“是建奴的斥候。”
朱敛接过那块粗糙的木质腰牌,上面用满文刻着几个字。
他虽然不认识满文,但也能猜出那代表着什么。
“审出什么来了。”
朱敛将腰牌扔在书案上,语气平静得让人害怕。
“那鞑子骨头硬,末将挑了他的手筋脚筋才肯开口。”
黑云龙的呼吸粗重起来。
“那是后金正白旗的精锐。这支骑兵大约有五六千人,正在夜间秘密调动,白天隐蔽,目标直指榆林驿。”
“而且,领兵的主将,正是皇太极的亲弟弟……”
黑云龙抬起头,死死盯着朱敛。
“多尔衮。

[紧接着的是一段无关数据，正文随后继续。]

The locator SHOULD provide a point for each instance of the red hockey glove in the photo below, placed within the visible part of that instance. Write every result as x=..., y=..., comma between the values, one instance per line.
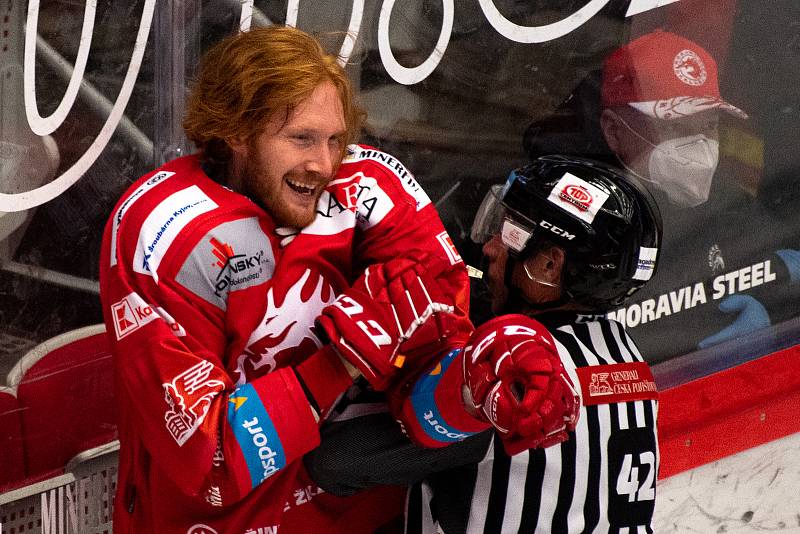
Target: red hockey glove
x=517, y=382
x=396, y=311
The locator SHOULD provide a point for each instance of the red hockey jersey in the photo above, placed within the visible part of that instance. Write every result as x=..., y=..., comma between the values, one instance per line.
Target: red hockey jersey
x=207, y=311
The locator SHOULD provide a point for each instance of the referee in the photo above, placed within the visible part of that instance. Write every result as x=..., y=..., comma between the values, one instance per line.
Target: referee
x=565, y=240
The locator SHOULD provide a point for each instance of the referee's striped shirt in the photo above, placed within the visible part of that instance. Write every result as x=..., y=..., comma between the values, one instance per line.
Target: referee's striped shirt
x=602, y=480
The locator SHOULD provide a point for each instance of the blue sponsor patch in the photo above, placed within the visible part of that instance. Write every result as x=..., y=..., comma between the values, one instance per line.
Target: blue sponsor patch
x=424, y=404
x=255, y=433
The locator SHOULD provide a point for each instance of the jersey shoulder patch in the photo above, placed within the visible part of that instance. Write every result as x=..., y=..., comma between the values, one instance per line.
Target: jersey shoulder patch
x=369, y=156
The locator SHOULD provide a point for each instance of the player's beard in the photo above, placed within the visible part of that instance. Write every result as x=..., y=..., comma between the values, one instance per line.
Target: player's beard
x=284, y=204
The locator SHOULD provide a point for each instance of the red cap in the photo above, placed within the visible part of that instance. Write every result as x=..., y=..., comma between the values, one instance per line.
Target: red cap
x=665, y=76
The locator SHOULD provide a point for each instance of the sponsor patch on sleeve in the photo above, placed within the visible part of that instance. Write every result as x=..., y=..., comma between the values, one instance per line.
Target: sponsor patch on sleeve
x=620, y=382
x=232, y=256
x=151, y=182
x=255, y=433
x=164, y=224
x=578, y=197
x=449, y=248
x=407, y=180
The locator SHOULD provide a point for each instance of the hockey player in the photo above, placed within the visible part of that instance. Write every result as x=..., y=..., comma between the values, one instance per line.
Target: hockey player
x=210, y=292
x=565, y=240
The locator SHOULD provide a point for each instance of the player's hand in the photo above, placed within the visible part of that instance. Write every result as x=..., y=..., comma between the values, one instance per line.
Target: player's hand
x=516, y=381
x=396, y=314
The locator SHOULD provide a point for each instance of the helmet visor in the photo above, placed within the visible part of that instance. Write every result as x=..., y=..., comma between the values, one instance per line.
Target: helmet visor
x=495, y=217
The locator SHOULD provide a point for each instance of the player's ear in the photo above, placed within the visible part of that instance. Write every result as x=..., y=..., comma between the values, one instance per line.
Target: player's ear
x=238, y=145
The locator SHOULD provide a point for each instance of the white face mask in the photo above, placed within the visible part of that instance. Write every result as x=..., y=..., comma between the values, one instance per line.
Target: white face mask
x=683, y=168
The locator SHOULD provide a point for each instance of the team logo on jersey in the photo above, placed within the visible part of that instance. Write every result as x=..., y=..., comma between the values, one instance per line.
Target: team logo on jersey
x=287, y=325
x=189, y=397
x=689, y=68
x=356, y=197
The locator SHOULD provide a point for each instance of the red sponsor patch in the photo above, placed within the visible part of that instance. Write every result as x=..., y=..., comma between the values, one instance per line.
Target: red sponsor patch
x=579, y=196
x=621, y=382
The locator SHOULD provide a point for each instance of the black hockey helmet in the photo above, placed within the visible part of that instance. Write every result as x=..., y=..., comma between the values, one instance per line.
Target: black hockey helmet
x=607, y=223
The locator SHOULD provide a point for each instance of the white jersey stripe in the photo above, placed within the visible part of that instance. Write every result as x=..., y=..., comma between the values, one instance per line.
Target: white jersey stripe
x=516, y=479
x=480, y=496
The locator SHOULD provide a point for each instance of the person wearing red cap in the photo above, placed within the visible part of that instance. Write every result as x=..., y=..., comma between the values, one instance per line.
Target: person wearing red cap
x=655, y=108
x=661, y=104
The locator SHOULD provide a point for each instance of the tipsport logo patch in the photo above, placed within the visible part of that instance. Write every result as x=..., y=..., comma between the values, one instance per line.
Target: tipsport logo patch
x=257, y=436
x=424, y=404
x=578, y=197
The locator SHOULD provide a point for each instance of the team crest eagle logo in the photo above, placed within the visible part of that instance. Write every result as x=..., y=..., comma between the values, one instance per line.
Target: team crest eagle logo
x=689, y=68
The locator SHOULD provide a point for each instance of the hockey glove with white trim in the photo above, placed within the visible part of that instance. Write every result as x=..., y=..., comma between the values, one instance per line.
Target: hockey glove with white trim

”
“嗯?”
“是他?!”
朱敛眉头一皱,眼底闪过几分凝重。
书房内的空气仿佛在这一瞬间凝固了。
朱敛手里捏着那块沾着干涸血迹的满文木牌,指腹轻轻摩挲着上面粗糙的刻痕。
“多尔衮。”
他低声重复了一遍这个名字,昏暗的烛火在他的眼底跳跃,折射出一抹令人心悸的森冷寒芒。
他忽然短促地冷哼了一声。
这声冷哼在闷热安静的书房里显得格外刺耳,带着毫不掩饰的嘲弄与冰冷的杀意。
“果然是他。”
朱敛随手将那块代表着后金正白旗精锐身份的腰牌扔在了紫檀木的书案上,木牌磕在桌面上出一声闷响。
他转过身,缓步走到窗前,伸手猛地推开窗户。
一股带着燥热气息的夏风扑面而来,吹得他身上那件单薄的中衣猎猎作响。
“朕这半个多月来,在这山西境内的官道上像乌龟一样慢吞吞地爬,在这宣府城里像个昏君一样看戏喝酒。”
“没想到,真让朕等来了一条大鱼啊!”
朱敛的声音不大,但每一个字都像是一把重锤,狠狠地砸在黑云龙的心头。
黑云龙单膝跪在地上,额头上的汗珠子混着灰尘吧嗒吧嗒地往下掉。
这大夏天的,他本就穿着厚重的铠甲,刚才又是一路狂奔汇报军情,此刻整个人就像是从水里捞出来的一样,但听着皇帝的话,他竟觉得后背蹿起一股子凉意。
“陛下断事如神,早就料到建奴会来。”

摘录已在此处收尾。